GridOto.com - PT Isuzu Astra Motor Indonesia (IAMI) menutup tahun 2025 dengan kinerja bisnis yang tetap solid di tengah tekanan pasar kendaraan niaga nasional, sekaligus menyiapkan strategi pertumbuhan yang lebih agresif untuk 2026.
Produsen kendaraan komersial asal Jepang ini berhasil menjaga momentum bisnis dengan mencatatkan pangsa pasar kendaraan niaga sebesar 29 persen sepanjang 2025.
Capaian tersebut menjadi indikator kuat bahwa Isuzu masih menjadi salah satu pemain utama di industri kendaraan komersial Indonesia yang dikenal kompetitif.
President Director PT Isuzu Astra Motor Indonesia, Masayasu Hideshima, mengatakan kondisi pasar sepanjang 2025 dipenuhi berbagai tantangan mulai dari fluktuasi ekonomi hingga perubahan pola keputusan pembelian pelanggan.

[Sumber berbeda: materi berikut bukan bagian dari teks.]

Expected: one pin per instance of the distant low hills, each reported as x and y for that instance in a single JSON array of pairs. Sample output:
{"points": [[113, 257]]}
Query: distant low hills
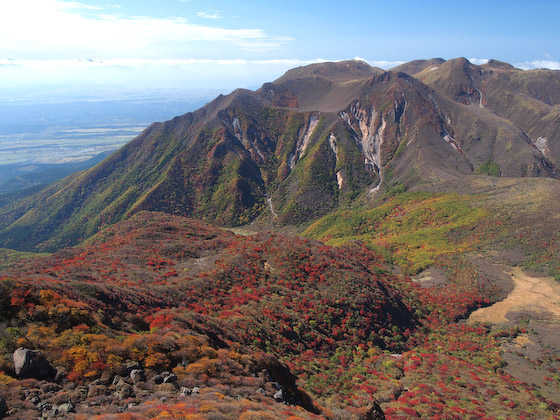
{"points": [[319, 138]]}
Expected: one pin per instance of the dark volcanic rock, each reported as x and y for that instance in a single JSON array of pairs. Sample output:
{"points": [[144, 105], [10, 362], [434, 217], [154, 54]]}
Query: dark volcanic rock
{"points": [[32, 364], [3, 407], [374, 413]]}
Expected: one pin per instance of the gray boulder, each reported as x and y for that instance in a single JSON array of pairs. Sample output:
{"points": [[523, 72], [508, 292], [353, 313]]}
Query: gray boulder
{"points": [[138, 375], [32, 364]]}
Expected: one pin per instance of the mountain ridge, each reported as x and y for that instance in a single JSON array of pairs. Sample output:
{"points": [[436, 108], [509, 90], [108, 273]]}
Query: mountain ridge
{"points": [[311, 141]]}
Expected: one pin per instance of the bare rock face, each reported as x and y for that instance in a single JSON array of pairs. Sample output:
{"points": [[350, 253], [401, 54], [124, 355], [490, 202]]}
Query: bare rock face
{"points": [[3, 407], [32, 364], [374, 413]]}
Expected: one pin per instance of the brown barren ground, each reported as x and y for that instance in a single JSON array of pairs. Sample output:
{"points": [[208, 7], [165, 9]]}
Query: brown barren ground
{"points": [[538, 295]]}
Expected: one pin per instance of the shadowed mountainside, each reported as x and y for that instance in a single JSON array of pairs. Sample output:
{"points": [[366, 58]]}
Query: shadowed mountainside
{"points": [[316, 139]]}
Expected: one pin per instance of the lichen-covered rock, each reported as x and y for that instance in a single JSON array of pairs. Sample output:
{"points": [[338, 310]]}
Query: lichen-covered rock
{"points": [[138, 375], [32, 364]]}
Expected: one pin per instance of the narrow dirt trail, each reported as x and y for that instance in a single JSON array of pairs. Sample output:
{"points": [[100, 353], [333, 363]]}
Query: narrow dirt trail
{"points": [[538, 295]]}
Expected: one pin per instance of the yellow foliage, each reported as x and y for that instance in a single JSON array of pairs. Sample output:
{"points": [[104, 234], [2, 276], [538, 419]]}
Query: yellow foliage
{"points": [[204, 365], [207, 406], [5, 379], [256, 415], [156, 360], [113, 361], [47, 296]]}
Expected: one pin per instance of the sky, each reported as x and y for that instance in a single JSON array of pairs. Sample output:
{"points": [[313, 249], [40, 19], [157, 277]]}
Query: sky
{"points": [[224, 44]]}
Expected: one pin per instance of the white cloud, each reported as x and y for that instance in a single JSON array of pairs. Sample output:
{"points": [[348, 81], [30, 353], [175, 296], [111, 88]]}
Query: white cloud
{"points": [[146, 73], [57, 29], [213, 15], [76, 5], [539, 64]]}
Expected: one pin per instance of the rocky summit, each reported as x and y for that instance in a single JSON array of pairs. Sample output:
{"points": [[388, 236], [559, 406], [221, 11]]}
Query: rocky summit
{"points": [[343, 243]]}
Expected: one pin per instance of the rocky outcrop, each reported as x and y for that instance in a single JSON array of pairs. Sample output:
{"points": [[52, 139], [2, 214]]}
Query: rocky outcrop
{"points": [[3, 407], [32, 364], [374, 413]]}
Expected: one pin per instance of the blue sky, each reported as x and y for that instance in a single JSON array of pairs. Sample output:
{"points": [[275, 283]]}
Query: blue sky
{"points": [[227, 44]]}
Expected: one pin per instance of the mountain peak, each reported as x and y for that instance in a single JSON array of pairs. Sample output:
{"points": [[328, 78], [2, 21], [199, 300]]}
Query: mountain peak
{"points": [[338, 71], [414, 67], [495, 64]]}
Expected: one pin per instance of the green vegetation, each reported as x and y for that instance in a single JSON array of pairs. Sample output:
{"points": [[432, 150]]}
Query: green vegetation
{"points": [[489, 168], [415, 228]]}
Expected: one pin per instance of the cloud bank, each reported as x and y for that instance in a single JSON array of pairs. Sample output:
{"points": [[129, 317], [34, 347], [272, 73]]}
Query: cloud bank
{"points": [[60, 29]]}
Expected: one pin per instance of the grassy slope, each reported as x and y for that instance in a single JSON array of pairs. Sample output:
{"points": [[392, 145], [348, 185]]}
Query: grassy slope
{"points": [[413, 229]]}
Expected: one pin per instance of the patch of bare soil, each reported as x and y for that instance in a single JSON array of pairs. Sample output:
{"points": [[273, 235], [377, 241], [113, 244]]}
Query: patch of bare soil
{"points": [[538, 296], [430, 277], [533, 305]]}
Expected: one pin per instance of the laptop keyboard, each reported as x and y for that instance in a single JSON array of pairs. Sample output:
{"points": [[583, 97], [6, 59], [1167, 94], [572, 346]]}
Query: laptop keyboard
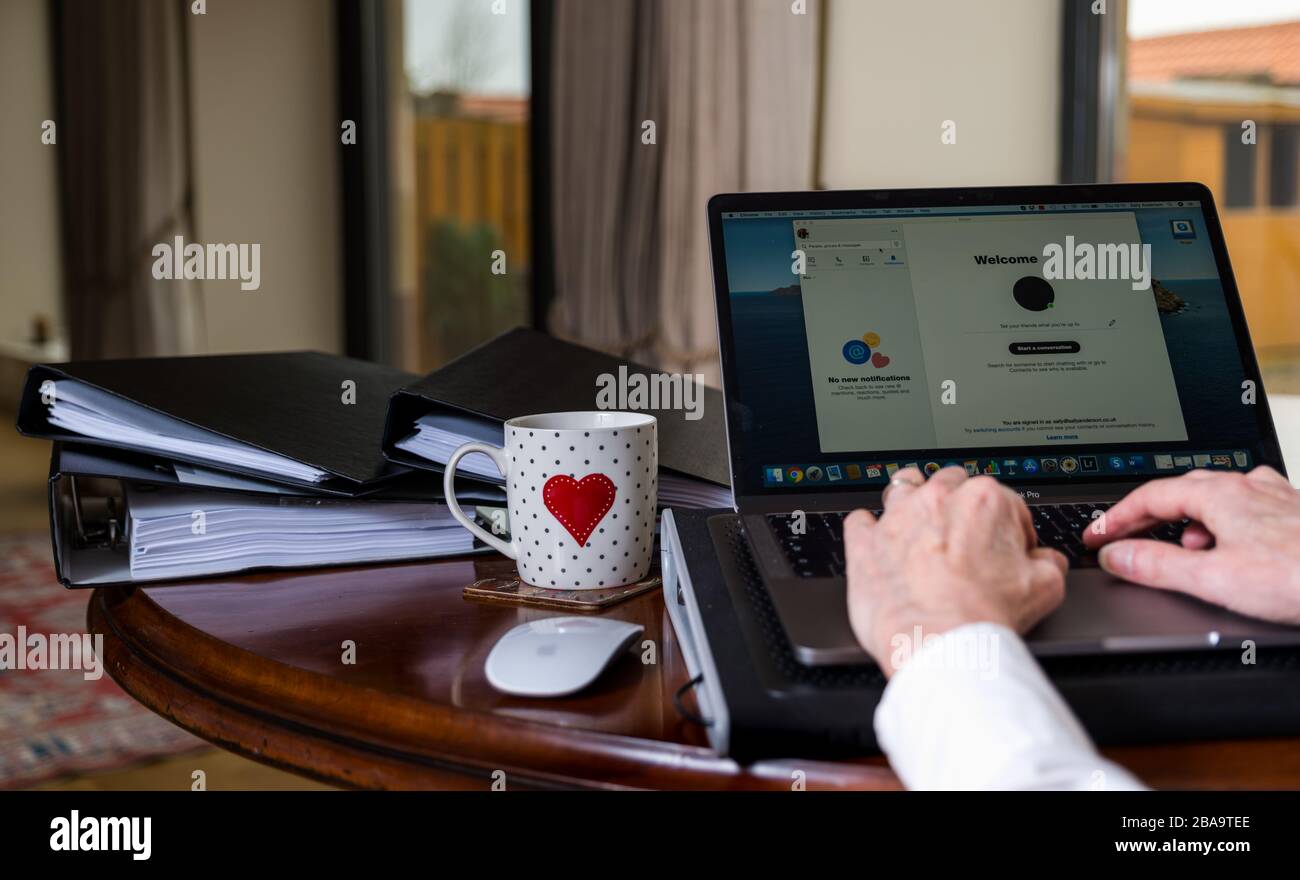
{"points": [[819, 550]]}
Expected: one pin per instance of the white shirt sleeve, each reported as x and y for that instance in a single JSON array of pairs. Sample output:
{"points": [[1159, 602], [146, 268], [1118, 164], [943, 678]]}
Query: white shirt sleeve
{"points": [[973, 710]]}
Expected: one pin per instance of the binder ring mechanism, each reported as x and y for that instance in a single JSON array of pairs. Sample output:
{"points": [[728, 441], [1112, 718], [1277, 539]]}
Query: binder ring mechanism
{"points": [[100, 532], [685, 712]]}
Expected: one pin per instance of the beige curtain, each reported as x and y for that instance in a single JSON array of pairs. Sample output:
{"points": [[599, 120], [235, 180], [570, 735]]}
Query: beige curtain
{"points": [[125, 177], [729, 87]]}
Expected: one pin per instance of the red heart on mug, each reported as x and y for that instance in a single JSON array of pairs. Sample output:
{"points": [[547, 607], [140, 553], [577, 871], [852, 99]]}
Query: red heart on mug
{"points": [[579, 504]]}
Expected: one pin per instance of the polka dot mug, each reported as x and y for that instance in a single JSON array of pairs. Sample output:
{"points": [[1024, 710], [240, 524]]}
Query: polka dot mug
{"points": [[580, 490]]}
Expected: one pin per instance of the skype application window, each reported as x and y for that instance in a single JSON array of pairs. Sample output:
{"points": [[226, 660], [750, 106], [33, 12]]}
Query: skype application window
{"points": [[905, 313]]}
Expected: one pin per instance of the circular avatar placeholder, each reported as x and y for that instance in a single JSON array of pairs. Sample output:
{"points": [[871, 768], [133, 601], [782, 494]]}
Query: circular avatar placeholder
{"points": [[856, 351], [1034, 293]]}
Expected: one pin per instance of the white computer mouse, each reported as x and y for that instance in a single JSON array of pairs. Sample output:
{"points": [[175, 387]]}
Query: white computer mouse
{"points": [[558, 655]]}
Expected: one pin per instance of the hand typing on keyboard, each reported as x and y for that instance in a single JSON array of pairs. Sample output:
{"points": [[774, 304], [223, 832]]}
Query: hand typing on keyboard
{"points": [[1242, 549], [944, 553]]}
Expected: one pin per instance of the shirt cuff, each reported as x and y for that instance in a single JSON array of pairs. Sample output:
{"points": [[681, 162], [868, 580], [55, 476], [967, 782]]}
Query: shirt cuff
{"points": [[973, 710]]}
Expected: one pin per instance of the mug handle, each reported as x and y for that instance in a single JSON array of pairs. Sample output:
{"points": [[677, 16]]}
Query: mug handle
{"points": [[449, 478]]}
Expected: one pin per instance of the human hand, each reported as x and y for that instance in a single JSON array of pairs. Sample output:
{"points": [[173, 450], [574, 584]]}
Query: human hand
{"points": [[1242, 550], [944, 553]]}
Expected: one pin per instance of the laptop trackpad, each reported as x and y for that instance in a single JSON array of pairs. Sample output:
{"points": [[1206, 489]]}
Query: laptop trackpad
{"points": [[1103, 612]]}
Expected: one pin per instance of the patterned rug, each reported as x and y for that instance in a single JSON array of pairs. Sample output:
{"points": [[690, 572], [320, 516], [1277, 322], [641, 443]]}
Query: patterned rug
{"points": [[55, 722]]}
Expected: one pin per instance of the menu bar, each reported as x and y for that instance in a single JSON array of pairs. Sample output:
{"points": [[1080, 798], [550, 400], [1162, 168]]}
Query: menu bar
{"points": [[1054, 467]]}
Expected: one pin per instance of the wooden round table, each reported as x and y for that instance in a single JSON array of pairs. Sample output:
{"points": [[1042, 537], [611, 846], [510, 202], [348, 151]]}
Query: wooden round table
{"points": [[373, 677]]}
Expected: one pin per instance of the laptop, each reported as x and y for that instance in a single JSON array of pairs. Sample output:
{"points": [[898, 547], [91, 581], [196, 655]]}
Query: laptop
{"points": [[1073, 342]]}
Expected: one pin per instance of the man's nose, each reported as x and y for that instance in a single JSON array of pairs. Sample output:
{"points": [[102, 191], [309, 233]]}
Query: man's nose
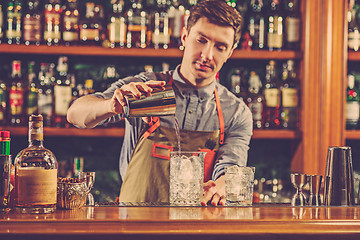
{"points": [[207, 53]]}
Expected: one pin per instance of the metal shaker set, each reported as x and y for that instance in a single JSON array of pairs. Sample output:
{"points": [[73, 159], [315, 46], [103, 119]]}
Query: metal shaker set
{"points": [[338, 182]]}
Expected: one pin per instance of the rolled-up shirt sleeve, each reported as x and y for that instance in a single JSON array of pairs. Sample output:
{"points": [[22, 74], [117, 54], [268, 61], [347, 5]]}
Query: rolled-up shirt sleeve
{"points": [[238, 132]]}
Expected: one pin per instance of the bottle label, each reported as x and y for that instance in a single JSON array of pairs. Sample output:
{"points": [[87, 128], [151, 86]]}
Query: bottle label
{"points": [[256, 110], [32, 28], [289, 97], [272, 97], [63, 97], [89, 34], [352, 111], [45, 104], [36, 186], [16, 97], [117, 30], [292, 29], [354, 40]]}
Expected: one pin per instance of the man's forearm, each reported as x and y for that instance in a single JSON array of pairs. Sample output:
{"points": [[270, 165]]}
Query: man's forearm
{"points": [[88, 111]]}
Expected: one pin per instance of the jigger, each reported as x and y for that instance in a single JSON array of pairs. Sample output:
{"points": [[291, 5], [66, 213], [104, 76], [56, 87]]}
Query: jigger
{"points": [[339, 179], [315, 187], [298, 180]]}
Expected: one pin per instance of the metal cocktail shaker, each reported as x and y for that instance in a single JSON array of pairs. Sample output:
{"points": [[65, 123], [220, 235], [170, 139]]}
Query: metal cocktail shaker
{"points": [[339, 179], [160, 103]]}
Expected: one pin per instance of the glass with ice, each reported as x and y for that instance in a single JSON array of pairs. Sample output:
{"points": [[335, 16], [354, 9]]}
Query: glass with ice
{"points": [[239, 185], [186, 178]]}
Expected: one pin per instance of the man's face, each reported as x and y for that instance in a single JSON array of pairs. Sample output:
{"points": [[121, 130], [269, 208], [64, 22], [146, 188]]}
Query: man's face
{"points": [[207, 48]]}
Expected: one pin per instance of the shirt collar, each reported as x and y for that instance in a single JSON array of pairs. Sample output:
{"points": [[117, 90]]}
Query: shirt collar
{"points": [[186, 89]]}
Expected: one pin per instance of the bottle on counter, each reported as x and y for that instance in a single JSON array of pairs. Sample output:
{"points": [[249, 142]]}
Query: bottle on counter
{"points": [[275, 29], [70, 27], [272, 97], [255, 100], [16, 96], [14, 22], [289, 96], [352, 113], [35, 173], [62, 93], [32, 33]]}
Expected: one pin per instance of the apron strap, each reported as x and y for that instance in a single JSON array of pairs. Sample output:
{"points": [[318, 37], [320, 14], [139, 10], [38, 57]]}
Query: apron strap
{"points": [[221, 118]]}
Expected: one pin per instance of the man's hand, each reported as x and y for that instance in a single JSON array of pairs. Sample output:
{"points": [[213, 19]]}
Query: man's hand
{"points": [[134, 89], [214, 192]]}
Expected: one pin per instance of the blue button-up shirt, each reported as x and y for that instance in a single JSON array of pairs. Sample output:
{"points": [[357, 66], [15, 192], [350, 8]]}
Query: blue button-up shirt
{"points": [[195, 110]]}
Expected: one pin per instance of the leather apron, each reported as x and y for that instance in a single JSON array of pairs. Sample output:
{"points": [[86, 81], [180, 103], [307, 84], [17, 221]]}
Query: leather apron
{"points": [[148, 174]]}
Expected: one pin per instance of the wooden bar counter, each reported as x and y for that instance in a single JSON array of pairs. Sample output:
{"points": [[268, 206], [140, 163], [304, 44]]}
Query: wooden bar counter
{"points": [[163, 222]]}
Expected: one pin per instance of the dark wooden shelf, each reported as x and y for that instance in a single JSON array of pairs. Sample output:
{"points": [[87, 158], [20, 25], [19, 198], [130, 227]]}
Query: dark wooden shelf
{"points": [[118, 132], [136, 52]]}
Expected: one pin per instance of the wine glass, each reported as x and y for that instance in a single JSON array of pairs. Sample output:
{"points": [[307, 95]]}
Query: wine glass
{"points": [[298, 180], [89, 179]]}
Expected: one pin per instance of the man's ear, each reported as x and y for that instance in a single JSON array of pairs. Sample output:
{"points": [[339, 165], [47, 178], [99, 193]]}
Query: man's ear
{"points": [[184, 34]]}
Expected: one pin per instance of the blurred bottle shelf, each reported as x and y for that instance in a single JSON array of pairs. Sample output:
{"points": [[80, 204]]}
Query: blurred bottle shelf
{"points": [[118, 132], [138, 52]]}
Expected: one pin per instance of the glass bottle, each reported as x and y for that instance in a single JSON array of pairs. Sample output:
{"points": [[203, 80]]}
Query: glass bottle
{"points": [[62, 93], [292, 25], [52, 22], [16, 95], [90, 27], [45, 94], [32, 23], [137, 27], [272, 97], [289, 96], [275, 28], [255, 100], [13, 22], [3, 99], [70, 29], [117, 25], [36, 173], [352, 113], [161, 34], [256, 24], [31, 91], [353, 27]]}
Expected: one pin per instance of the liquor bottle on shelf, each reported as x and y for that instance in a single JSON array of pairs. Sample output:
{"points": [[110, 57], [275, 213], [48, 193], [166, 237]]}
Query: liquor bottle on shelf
{"points": [[32, 33], [16, 96], [275, 33], [137, 27], [62, 94], [272, 97], [289, 96], [13, 22], [292, 24], [353, 26], [256, 24], [3, 99], [161, 34], [90, 27], [35, 173], [255, 100], [176, 13], [31, 91], [45, 95], [117, 24], [70, 27], [52, 22], [352, 113]]}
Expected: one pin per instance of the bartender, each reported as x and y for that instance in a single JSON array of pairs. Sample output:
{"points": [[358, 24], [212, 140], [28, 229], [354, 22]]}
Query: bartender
{"points": [[210, 117]]}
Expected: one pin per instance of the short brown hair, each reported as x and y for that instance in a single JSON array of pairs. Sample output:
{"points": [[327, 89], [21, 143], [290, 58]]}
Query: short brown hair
{"points": [[217, 12]]}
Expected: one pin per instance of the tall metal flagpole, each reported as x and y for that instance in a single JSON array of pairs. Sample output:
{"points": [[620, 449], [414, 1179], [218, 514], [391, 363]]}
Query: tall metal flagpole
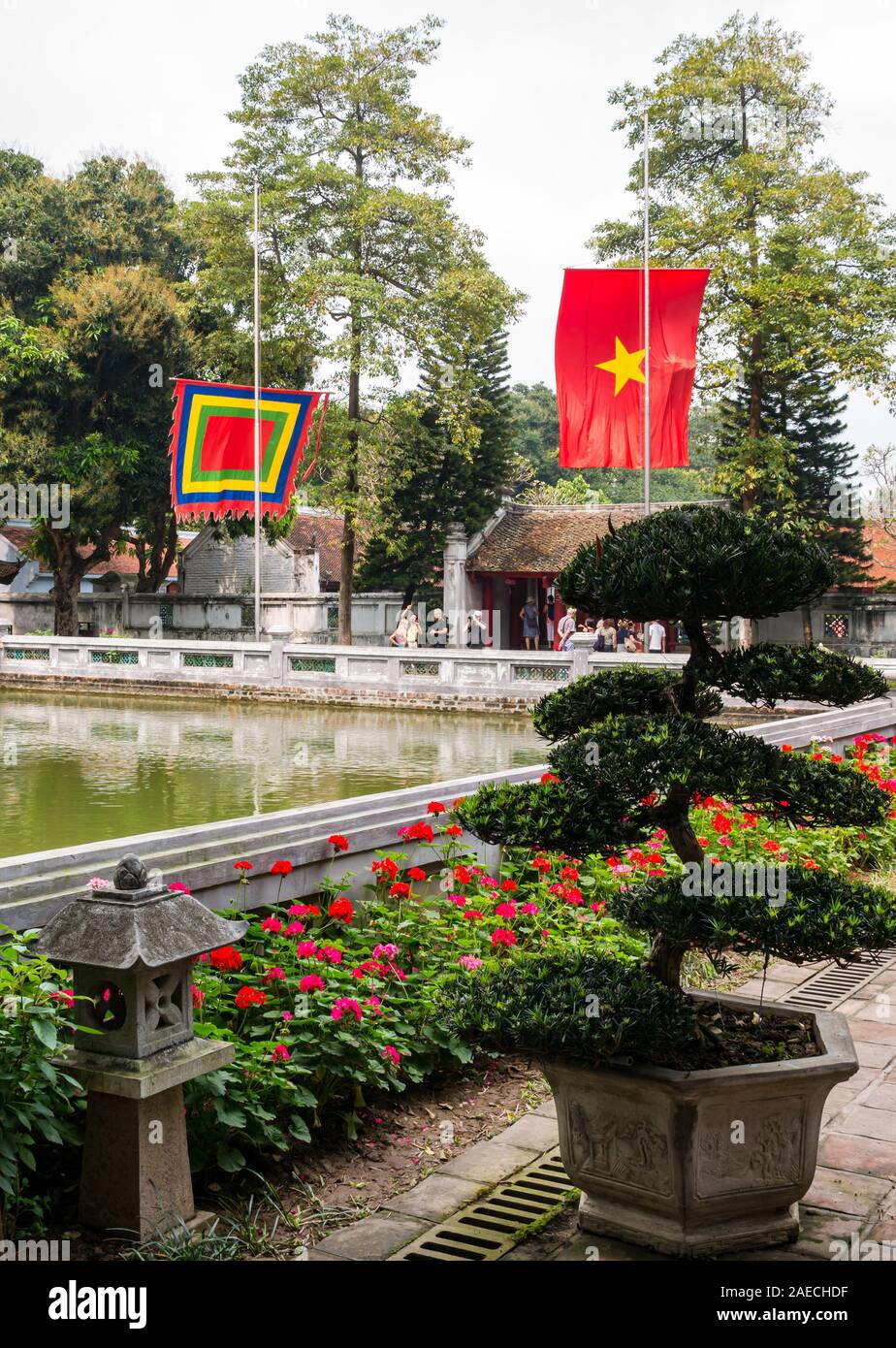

“Tahun 2025 adalah periode yang penuh dinamika, namun dengan strategi yang disiplin dan fokus pada kebutuhan pelanggan, Isuzu mampu menjaga performa bisnis tetap solid,” ujar Hideshima, saat Media Gathering Kick Off & Iftar 2026 (26/02).
Ia menambahkan bahwa capaian market share 29 persen menunjukkan tingkat kepercayaan pelanggan terhadap Isuzu sebagai mitra bisnis yang mampu mendukung produktivitas usaha.
Dari sisi produk, Isuzu Traga menjadi kontributor terbesar terhadap penjualan perusahaan dengan kontribusi mencapai 47,5 persen dari total volume penjualan pada 2025.
Sementara itu, model Isuzu ELF memberikan kontribusi sebesar 23,7 persen dan truk heavy duty Isuzu GIGA menyumbang sekitar 18,2 persen dari total penjualan tahunan.
Komposisi penjualan tersebut memperlihatkan bahwa strategi Isuzu yang fokus pada kendaraan niaga untuk kebutuhan distribusi, logistik, hingga industri masih sangat relevan di pasar Indonesia.
Memasuki 2026, PT IAMI menargetkan pertumbuhan bisnis yang lebih kuat dengan tetap menempatkan pelanggan sebagai pusat dari seluruh strategi perusahaan.
Salah satu indikator pertumbuhan bisnis Isuzu di Indonesia terlihat dari peningkatan jumlah Isuzu Unit in Operation (UIO) yang terus bertambah setiap tahun.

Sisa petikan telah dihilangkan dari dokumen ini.